In fairness to some sectors there were one or two exceptions to the rule. Healthcare came out well with only one in 20 unaware of who to report a breach to, while everyone in the insurance sector understood what constitutes a data breach and not a single person surveyed had avoided reporting a breach.
It is a relief that the picture is not completely bleak but nevertheless the prospect of so many businesses keeping data breaches quiet is a concern given the direction of travel in data protection legislation.
Businesses which delayed preparation for GDPR in the hope that it will not affect the UK after Brexit are already starting to realize the mistake they have made.

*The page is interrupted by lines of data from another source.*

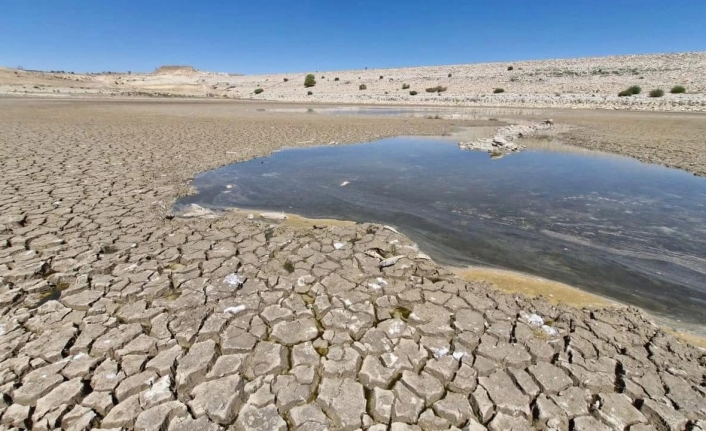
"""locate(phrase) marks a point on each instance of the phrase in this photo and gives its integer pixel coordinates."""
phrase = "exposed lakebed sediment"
(154, 322)
(609, 224)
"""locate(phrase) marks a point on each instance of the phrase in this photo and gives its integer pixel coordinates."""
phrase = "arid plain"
(116, 314)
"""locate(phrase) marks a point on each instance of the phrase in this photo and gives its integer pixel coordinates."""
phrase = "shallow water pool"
(608, 224)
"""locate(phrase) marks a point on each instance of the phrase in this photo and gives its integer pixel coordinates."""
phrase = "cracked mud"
(114, 316)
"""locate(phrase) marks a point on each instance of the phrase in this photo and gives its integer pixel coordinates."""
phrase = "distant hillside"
(666, 82)
(175, 70)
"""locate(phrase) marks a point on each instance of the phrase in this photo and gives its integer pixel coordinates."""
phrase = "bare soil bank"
(113, 315)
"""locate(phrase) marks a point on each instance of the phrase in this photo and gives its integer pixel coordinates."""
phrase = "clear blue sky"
(307, 35)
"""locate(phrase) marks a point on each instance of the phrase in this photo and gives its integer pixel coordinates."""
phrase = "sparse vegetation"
(635, 89)
(437, 89)
(310, 80)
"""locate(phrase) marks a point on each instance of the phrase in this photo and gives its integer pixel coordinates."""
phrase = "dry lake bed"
(118, 313)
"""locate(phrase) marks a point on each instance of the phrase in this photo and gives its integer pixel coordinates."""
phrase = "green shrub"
(310, 80)
(437, 89)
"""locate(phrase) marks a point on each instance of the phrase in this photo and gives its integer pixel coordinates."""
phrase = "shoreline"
(503, 280)
(208, 322)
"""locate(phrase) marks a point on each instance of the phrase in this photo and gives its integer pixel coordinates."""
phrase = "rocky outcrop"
(504, 140)
(175, 70)
(144, 322)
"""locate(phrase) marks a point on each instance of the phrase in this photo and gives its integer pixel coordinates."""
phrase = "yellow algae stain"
(533, 286)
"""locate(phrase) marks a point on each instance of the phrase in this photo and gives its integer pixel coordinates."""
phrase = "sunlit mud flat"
(608, 224)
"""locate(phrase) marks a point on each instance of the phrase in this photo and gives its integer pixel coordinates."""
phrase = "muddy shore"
(114, 314)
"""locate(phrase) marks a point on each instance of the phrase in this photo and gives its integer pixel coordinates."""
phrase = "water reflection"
(606, 223)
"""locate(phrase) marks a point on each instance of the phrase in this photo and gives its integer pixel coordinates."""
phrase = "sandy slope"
(567, 83)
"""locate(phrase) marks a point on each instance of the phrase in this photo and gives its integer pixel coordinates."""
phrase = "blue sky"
(307, 35)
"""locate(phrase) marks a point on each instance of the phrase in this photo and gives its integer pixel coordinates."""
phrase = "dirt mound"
(175, 70)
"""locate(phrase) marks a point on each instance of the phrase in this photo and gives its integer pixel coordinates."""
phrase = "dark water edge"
(607, 224)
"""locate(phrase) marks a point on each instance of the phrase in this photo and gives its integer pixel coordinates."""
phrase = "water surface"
(605, 223)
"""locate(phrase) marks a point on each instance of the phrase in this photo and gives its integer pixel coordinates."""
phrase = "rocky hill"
(563, 83)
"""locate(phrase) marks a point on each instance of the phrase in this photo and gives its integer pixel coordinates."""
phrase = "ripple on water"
(608, 224)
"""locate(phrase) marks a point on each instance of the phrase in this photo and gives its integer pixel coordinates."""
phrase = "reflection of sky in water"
(609, 224)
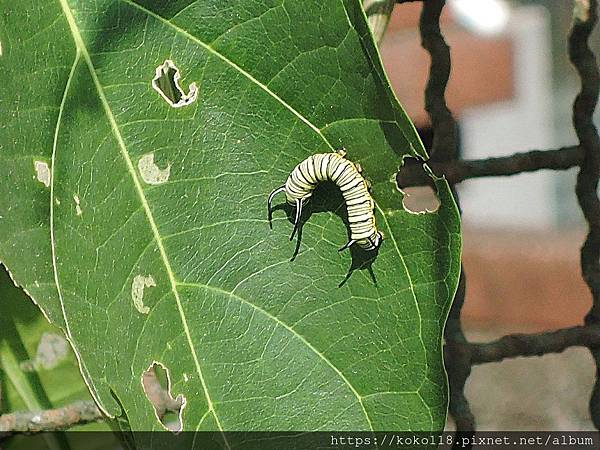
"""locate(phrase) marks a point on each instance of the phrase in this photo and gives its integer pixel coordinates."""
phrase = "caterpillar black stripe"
(334, 167)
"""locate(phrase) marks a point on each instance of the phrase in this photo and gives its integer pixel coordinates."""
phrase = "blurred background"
(511, 90)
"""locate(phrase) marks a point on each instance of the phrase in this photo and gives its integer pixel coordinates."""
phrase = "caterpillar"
(355, 189)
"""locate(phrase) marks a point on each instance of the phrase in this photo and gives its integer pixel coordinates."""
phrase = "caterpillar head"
(372, 242)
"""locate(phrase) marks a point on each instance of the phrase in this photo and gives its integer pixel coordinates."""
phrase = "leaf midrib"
(83, 49)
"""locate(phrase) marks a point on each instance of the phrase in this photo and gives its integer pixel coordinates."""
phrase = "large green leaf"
(161, 244)
(38, 370)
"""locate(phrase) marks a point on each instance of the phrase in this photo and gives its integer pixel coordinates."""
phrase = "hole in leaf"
(417, 186)
(150, 172)
(166, 83)
(157, 386)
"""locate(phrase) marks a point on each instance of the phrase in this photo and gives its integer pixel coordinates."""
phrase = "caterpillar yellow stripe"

Firstly the regulation will be in place before Brexit is completed, secondly it will still affect every business which handles the personal data of European citizens, and thirdly the UK government has already brought in the UK Data Bill — which mirrors many of its key principles.

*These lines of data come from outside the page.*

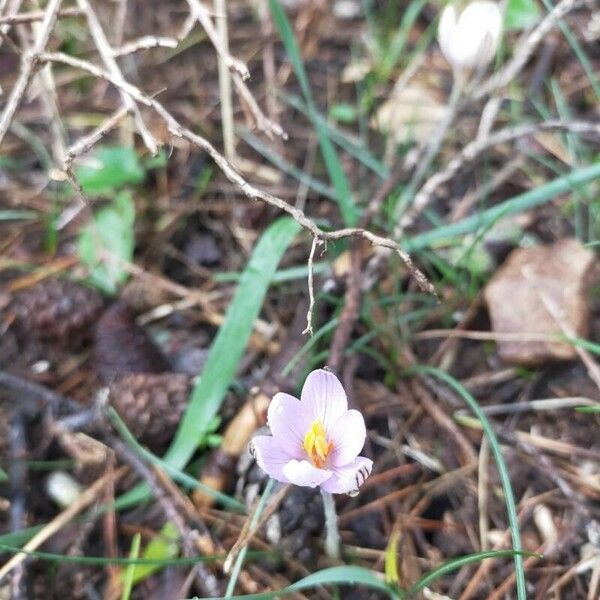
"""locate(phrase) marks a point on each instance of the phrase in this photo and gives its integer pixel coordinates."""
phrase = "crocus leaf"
(521, 14)
(163, 547)
(108, 169)
(106, 241)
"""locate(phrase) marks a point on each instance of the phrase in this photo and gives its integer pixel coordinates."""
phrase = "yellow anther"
(316, 445)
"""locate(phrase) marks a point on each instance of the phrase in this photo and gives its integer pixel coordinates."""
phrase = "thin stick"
(332, 532)
(62, 519)
(201, 14)
(225, 96)
(36, 15)
(311, 288)
(28, 63)
(526, 49)
(106, 54)
(234, 177)
(472, 150)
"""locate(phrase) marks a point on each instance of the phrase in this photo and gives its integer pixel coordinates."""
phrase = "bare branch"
(311, 287)
(471, 151)
(106, 54)
(145, 43)
(28, 63)
(526, 49)
(234, 177)
(203, 17)
(35, 15)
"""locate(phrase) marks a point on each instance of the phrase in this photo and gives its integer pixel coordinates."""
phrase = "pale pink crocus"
(315, 440)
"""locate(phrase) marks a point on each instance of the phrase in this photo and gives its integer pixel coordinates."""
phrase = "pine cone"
(122, 347)
(58, 310)
(151, 404)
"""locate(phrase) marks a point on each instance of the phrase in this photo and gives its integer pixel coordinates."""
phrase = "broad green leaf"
(231, 341)
(164, 546)
(521, 14)
(227, 348)
(110, 234)
(108, 169)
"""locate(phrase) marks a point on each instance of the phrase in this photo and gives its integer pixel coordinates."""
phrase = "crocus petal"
(288, 424)
(301, 472)
(348, 436)
(446, 28)
(270, 457)
(323, 398)
(348, 478)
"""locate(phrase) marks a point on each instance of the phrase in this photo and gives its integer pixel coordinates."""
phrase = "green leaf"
(227, 348)
(509, 497)
(391, 559)
(229, 345)
(521, 14)
(520, 203)
(130, 570)
(457, 563)
(176, 474)
(345, 575)
(164, 546)
(343, 112)
(111, 232)
(108, 169)
(350, 213)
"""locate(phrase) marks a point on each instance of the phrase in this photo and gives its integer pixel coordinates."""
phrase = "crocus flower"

Bearing all that in mind it is absolutely vital that businesses tackle this culture of secrecy because in future unprotected data loss will simply not be acceptable. In fact, it shouldn’t be acceptable now.
Having a clear data protection and information management program in place is vital for businesses to avoid these kind of problems. It should be very clear who is responsible for reporting breaches and who they should be reported to.
Until businesses grasp how much a breach can cost them — both financially and in terms of reputation – this problem is not going to go away.